As the world’s only significant producer of separated rare earth materials outside of China, a lot is riding on Lynas’ ability to loosen China’s stranglehold on supply.
However, Lynas CEO Amanda Lacaze fears that the company’s enviable position as a key alternative supplier to China could be diluted if the Albanese government proceeds with plans to create its own critical minerals stockpile.
Lacaze is concerned that by propping up economically unviable projects, the government will intentionally or otherwise broadside her own company’s operation and price points.
This outcome could eventuate if the Labor Party, assuming it is re-elected, proposes to buy rare earth products at uneconomic prices.
Diluted competitive advantage
Rather than underwriting sustained success, Lacaze accuses the government of planning to undermine its hard fought competitive advantage with economically unviable projects.
“At what price will they be selling? Will they undercut us?” Lacaze rhetorically posed to investors.
“Am I going to meet a representative from the critical minerals office in our customers’ foyers? At what price will they be selling?

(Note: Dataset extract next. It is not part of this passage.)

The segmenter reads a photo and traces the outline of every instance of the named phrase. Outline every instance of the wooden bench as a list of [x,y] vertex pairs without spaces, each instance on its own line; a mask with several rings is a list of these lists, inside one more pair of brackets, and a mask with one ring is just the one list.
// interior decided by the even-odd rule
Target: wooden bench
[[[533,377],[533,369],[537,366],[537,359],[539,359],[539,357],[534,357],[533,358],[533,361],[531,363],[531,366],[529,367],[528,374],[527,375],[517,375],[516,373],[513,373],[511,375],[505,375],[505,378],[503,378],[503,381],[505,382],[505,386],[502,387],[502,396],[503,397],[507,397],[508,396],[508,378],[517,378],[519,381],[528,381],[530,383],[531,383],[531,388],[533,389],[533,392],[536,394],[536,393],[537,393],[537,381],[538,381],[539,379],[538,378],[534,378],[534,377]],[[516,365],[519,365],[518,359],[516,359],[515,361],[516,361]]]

Will they undercut us?"
It’s equally bewildering to Lacaze why Lynas, as Australia’s only producer of rare earths, has not been briefed by the government on its stockpile policy.
Stockpiling policy
Announced last week, Labor’s policy consists of investing $1.2 billion in national offtake agreements and selective stockpiling.
What this will do is secure a strategic supply of the critical minerals that are most important to Australia’s national security and that of its key partners.

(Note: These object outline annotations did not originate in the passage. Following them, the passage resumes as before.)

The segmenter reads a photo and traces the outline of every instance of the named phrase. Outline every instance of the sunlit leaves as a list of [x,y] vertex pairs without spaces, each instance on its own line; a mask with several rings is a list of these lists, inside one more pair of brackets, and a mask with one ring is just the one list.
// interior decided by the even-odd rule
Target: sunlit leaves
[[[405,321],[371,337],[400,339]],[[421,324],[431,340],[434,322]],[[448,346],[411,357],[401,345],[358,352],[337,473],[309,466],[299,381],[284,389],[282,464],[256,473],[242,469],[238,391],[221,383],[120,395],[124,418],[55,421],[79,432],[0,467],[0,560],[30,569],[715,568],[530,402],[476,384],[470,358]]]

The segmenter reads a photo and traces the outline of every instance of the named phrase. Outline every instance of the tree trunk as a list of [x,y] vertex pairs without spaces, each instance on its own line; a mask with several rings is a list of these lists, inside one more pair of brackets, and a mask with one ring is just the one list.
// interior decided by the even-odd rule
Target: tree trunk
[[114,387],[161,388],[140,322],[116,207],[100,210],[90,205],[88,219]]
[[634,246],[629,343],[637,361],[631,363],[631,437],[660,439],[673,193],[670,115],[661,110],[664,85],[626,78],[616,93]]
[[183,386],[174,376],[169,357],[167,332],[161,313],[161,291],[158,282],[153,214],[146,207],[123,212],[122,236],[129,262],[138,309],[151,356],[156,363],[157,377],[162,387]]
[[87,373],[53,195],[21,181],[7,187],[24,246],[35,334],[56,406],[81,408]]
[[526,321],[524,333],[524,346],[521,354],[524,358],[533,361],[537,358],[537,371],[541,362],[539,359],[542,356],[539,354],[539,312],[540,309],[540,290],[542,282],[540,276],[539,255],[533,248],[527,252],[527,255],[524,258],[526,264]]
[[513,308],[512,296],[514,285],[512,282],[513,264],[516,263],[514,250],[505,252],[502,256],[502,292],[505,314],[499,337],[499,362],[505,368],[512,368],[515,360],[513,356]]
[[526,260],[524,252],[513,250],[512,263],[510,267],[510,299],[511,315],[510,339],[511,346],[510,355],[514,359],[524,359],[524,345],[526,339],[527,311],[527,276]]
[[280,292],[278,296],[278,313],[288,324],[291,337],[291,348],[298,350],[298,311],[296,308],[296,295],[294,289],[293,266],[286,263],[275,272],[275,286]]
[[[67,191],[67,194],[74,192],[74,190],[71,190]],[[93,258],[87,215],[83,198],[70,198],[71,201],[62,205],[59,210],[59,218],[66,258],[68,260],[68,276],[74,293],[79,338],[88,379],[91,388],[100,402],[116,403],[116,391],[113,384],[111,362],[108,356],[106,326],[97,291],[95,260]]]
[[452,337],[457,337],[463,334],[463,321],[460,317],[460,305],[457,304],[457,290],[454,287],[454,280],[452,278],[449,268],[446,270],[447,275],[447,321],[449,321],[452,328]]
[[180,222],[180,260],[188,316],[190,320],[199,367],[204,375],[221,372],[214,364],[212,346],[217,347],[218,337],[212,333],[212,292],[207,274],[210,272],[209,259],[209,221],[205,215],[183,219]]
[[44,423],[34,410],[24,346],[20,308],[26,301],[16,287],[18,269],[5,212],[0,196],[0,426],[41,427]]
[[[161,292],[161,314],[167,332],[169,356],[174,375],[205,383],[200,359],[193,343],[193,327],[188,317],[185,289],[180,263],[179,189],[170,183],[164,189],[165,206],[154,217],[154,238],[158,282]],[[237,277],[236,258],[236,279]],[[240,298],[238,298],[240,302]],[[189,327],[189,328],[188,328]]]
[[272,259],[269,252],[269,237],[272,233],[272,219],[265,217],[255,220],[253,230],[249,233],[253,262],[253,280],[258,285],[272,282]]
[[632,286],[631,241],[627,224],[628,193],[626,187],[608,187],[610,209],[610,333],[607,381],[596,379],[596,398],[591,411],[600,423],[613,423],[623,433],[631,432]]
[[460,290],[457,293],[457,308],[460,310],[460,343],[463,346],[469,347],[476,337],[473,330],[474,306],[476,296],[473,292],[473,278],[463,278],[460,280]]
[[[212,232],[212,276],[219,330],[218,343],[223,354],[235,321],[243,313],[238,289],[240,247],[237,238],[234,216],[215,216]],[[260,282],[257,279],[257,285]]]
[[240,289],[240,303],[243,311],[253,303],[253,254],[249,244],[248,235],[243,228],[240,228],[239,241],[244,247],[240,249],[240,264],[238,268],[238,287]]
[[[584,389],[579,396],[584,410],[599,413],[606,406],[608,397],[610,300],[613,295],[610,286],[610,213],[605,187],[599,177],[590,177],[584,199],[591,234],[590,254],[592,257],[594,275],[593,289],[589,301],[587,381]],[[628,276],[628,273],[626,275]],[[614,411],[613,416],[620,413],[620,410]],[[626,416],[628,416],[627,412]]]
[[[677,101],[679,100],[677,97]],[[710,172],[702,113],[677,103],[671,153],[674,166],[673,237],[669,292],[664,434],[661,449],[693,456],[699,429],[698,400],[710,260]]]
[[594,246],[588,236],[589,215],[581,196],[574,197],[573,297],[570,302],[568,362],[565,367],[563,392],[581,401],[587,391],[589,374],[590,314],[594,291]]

It’s understood that this strategy will focus on supplies of the rare earth elements that are vital for advanced technology, including electric vehicles, weaponry, robots, wind turbines and semiconductor chips powering AI.
Unlike Lynas, two rival Australian rare earths players have come out in support of Labor’s stockpile policy after receiving cheap government loans.
These include Iluka Resources (ASX: ILU), which has a refinery under construction in Western Australia, and Arafura Resources (ASX: ARU) in the Northern Territory.
Arafura Resources CEO Darryl Cuzzubbo has publicly lauded the government’s proposed stockpiling initiative for cleverly challenging China’s pricing monopoly.
“The number one reason you haven’t had rare earths projects outside China is because you haven’t had fair market pricing,” he said.
China's dominance
Having spent decades establishing its dominance of the rare earths market, China effectively controls the global supply of 17 rare earth elements.
In response to global initiatives – including Labor’s stockpiling initiatives - to lessen the critical minerals' reliance on China, Beijing has engaged in the sporadic restrictions of some rare earths exports.
Earlier this month China suspended shipments of magnets from Chinese ports to the U.S. subject to the start of a new licensing regime.
Bargaining chip
Labor’s recently unveiled critical minerals package is seen as a bargaining chip with which to entice the Trump administration to make tariff exemptions for other Australian exports.
However, the policy has been on the table for some time as a slow burner that could attract Asian and European customers to enter into contracts for Australia’s rare earths.
It’s the proposed price points that would potentially generate greater investment in a viable domestic industry.
Lynas’ Lacaze concedes that non-Chinese customers would recognise the need to pay a risk premium for alternative critical minerals supplies.
However, she suspects they’ll only do so if they are efficient and competitive.
Refocus on the basics
Lacaze urges governments to refocus on real industry challenges, namely the high cost of energy and lack of productivity.
“It’s important that these businesses have a long-term competitive advantage and pathway to be self-sustaining to avoid creating a class of businesses that rely on government subsidies,” Lacaze said.
“I can’t see that this is going to do anything other than prop up projects which would otherwise not be economic.”
Destabilise the market
Lacaze is also concerned that the government will need to eventually sell its stockpile at prices and levels that could further destabilise the market.
Over a decade ago China tried to undermine Lynas’ growth by flooding the market with products to drive down prices.
The company was rescued after receiving long-term capital from Japan, which was hell-bent on diversifying after China temporarily severed its supplies in 2010 in a territorial dispute.
As well as building a new plant in Kalgoorlie for preliminary processing from its Western Australian mine, Lynas has a plant in Malaysia that is the largest producer of separated “light” rare earths like neodymium and praseodymium (NdPr) outside of China.
Once a new production line to separate the less plentiful - but vital - “heavy” rare earths like dysprosium and terbium starts in Malaysia this year, Lynas will be the only commercial non-Chinese producer of these products.